Machen Sie sich bewusst, dass die überwiegende Mehrheit der Verkäufer, mit denen Sie konkurrieren, diese Dinge nicht tut.

In einer Wettbewerbssituation bestimmt das Ausmaß, in dem Sie einige oder alle dieser Dinge tun, ob Sie sich von anderen abheben – indem Sie Ihre Produkte und Dienstleistungen dekommodifizieren.

Verkäufer können nicht das große Geld bekommen, die Prämienreisen gewinnen und die Trophäen auf der großen Bühne sammeln, ohne auch die vollständige und vollständige Verantwortung für verlorene Wettbewerbssituationen zu übernehmen.
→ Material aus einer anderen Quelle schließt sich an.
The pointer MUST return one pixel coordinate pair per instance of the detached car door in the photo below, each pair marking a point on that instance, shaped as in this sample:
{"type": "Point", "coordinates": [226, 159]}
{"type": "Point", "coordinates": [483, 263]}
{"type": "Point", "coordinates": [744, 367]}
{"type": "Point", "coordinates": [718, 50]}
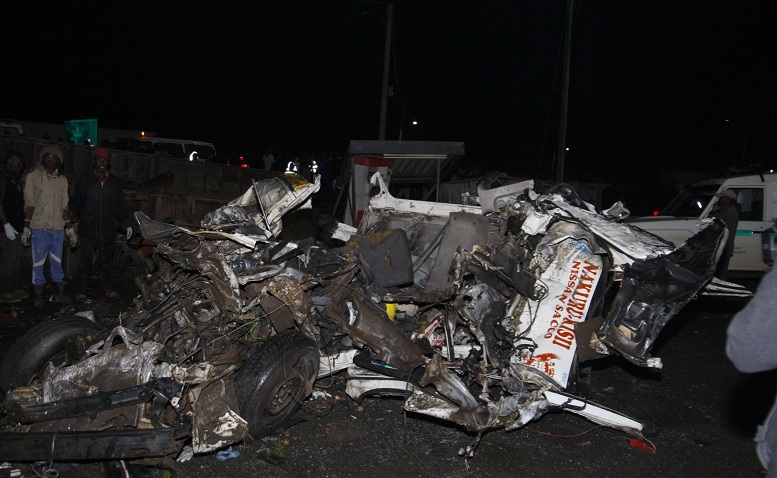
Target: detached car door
{"type": "Point", "coordinates": [753, 231]}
Ich werde den talentiertesten von Sandler ausgebildeten Kunden, den ich je getroffen habe, und sein Produkt nie vergessen: Kleine Plastikbälle in großen Mengen. Ja, Plastik. Eine totale Ware. Stellen Sie sich vor, was er mit einem Produkt tun könnte, das die Effizienz enorm verbessert, einen 10-fachen ROI erzielt oder vielleicht eine Krankheit heilt?

Wenn alle Dinge gleich sind – und das sind sie oft – wie werden Sie sich durch Ihren Verkaufsprozess differenzieren?

Lesen Sie diesen Blog-Beitrag, um zu erfahren, wie Sie Ihren Verkaufsprozess mit hybridem Verkaufen modernisieren können.